Thinking About Photography
Dedicated to expanding our ideas about photography
Nicolás Marticorena

©Nicolás Marticorena
Aridity as a Mirror of the Spirit
When I photograph a landscape, I feel an unconscious impulse—something drives me to pick up the camera and capture. I am drawn to composition, light, and textures, yet beneath it all, the irrational always prevails. Photographer Graciela Iturbide says that when we photograph, we interpret a very subjective reality that somehow conveys our past experiences and emotions. That resonates with me and closely relates to my approach to aridity.

©Nicolás Marticorena
It is difficult to explain, but desert and arid landscapes provoke an ambivalent effect in me. I discover traces and remnants, skin and scars, beauty and ugliness.
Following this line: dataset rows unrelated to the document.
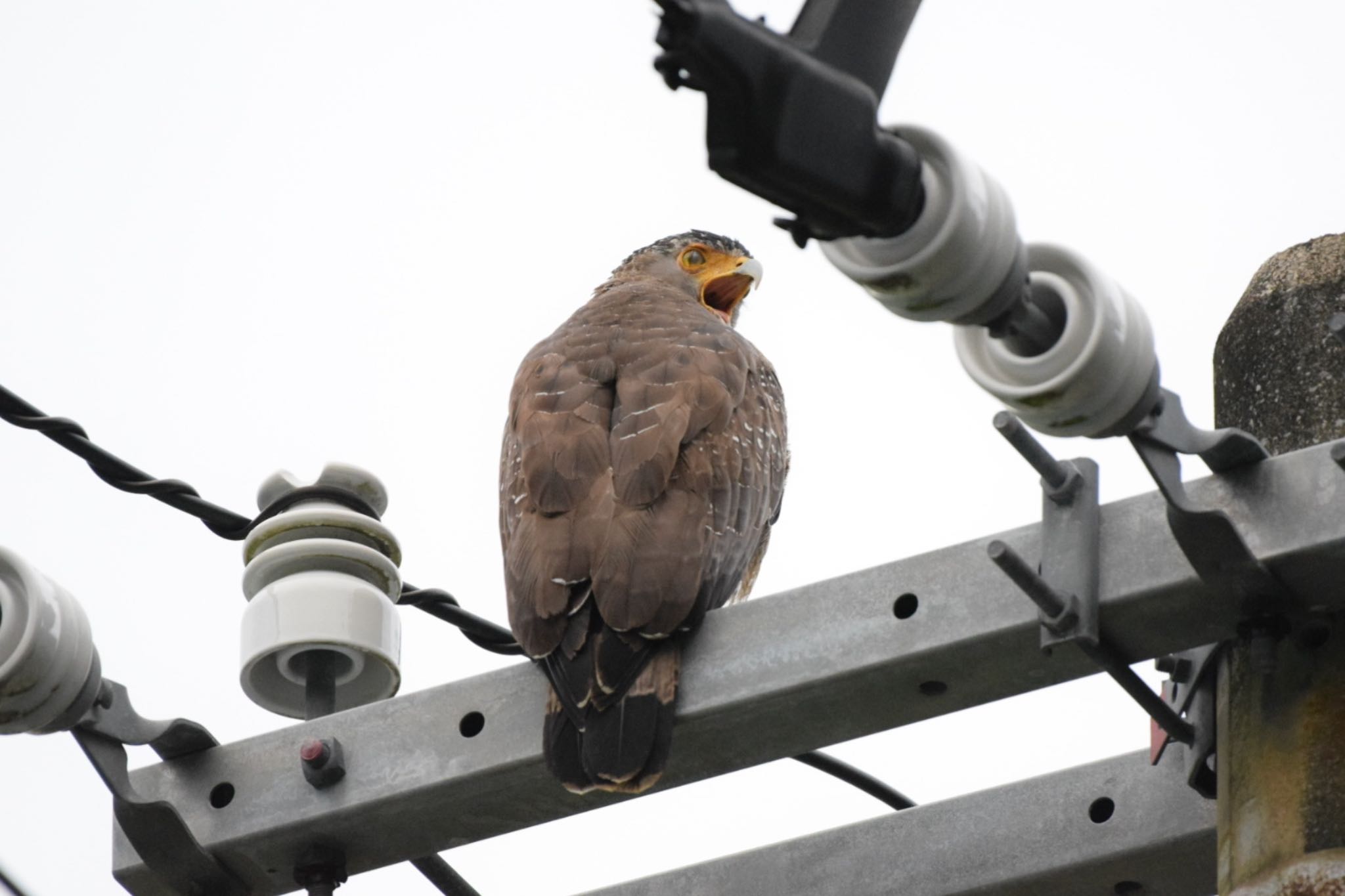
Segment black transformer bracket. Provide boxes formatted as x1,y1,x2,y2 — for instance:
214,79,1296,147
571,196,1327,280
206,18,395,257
653,0,924,246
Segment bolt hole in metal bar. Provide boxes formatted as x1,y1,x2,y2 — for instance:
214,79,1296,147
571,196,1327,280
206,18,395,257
209,780,234,809
1088,797,1116,825
892,591,920,619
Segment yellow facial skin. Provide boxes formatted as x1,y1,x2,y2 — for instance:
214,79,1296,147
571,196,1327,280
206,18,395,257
678,243,761,324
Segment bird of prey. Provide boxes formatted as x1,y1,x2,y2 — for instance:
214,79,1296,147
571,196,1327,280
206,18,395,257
500,230,788,792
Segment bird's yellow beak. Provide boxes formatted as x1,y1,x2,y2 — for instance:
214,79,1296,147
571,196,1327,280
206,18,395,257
697,255,762,324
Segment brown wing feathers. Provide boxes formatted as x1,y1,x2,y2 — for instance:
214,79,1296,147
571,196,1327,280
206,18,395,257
500,263,785,791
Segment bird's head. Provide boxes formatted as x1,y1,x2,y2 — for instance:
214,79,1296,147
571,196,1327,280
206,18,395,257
612,230,761,326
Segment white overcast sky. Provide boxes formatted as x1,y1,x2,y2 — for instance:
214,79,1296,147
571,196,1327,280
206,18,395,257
0,0,1345,896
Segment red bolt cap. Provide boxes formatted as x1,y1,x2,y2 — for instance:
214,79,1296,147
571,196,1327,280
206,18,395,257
299,740,331,765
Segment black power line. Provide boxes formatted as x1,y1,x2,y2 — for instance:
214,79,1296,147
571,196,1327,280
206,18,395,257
0,868,27,896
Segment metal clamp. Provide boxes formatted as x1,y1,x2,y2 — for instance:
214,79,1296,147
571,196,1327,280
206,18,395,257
994,411,1101,656
988,411,1196,744
1130,389,1295,629
1149,643,1223,800
70,678,248,896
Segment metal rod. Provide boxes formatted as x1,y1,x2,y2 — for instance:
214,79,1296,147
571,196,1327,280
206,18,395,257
986,539,1196,744
304,650,338,719
986,539,1065,618
412,853,481,896
994,411,1069,489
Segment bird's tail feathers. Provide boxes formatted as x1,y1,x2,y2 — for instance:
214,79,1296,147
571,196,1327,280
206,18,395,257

I find desolation and abandonment, but also resilience. The dusty, barren environment connects me to the past, to something spiritual, metaphysical, and at the same time melancholic. This is something I have come to realize over time.

©Nicolás Marticorena

©Nicolás Marticorena
Five years ago, my interest in climate change and its impacts on life led me to photograph the Province of Petorca, a region severely affected by drought. I began making recurrent trips as an observer, familiarizing myself with the context and atmosphere, and growing accustomed to spending long periods alone, with myself, encountering myself. From an external point of view, this process allowed me to witness nature’s adaptation, the transformation of the landscape, and of those who survive the challenges brought by global warming and water scarcity. Yet from a more internal perspective, it also helped me explore my own emotional struggles, carried by my father’s suicide, the collapse of his paternal image, the damage inflicted upon my family, and the effects all of this has had on my relationship with love and human bonds.

©Nicolás Marticorena
Today, this photographic work has distilled into a more personal and authorial vision. I have extended my experience in Petorca to other environments where aridity and lack of water allow me to connect with my own inner search. Through photography and its creative process, I attempt to link the literal expression of the desert or desertifying landscape with its more metaphorical reflection, which speaks to us of what the wasteland generates in the spirit, and how we interpret it according to our personal experiences. Aridity can project ambiguity from an abstract, self-reflective perspective. It can allude to existential anxiety, to emptiness and the loneliness of the soul, but also to the search for the essential as a hidden source of life and meaning.